This picture is one of those pictures that is great but could have been greater. Sometimes referred to as a “film noir”, it is a great tawdry melodrama where the stakes are high - mental illness and murder.

A woman is found in a diner after collapsing, she has been wandering the streets searching for someone named David. She is taken to a local psychiatric hospital where she treated with brilliant care by an incredibly sympathetic doctor. We discover her name is Louise and she is looking for an old flame for whom she still carries a torch, a torch the size of a Buick. She was married to an older man for whom she had been a nurse. David, a tough hard drinking mechanical engineer, happens to be friends with Louise’s husband. To make matters worse David begins a relationship with Louise’s new stepdaughter. You can see how this could be tough on the pathologically possessive Louise.

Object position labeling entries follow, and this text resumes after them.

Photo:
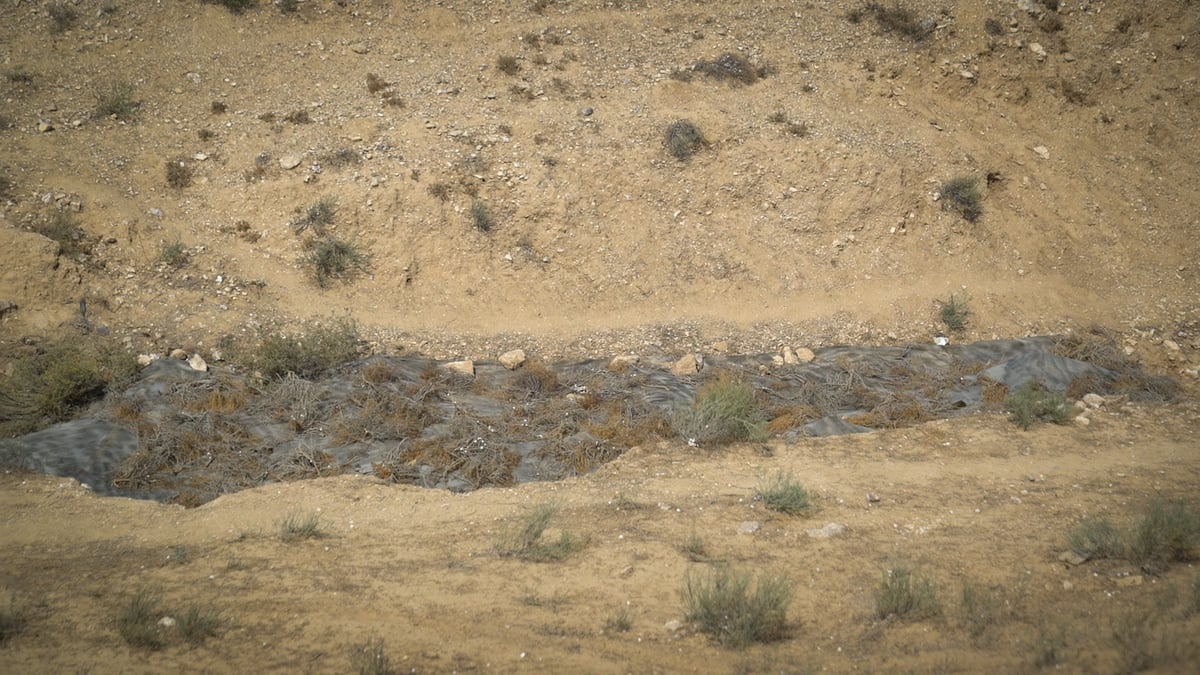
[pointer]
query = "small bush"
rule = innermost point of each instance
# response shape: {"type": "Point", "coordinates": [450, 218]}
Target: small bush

Joan Crawford is great at being the pathologically possessive, I want to say victim, heroine of this picture. Raymond Massey is as always great as the older man Louise marries. Although I love Van Heflin, he is wrong for this role. The part really called for someone with real animal magnetism, like Robert Mitchum for a prejudiced example. Don’t get me wrong, it’s a great picture but to drive a pathologically possessive person to do the things that Louise does, we the audience have to see a reason. Someone like Robert Mitchum would have given what was driving Louise more believability.

Friday November 28th at 2:00PM on Turner Classic Movies.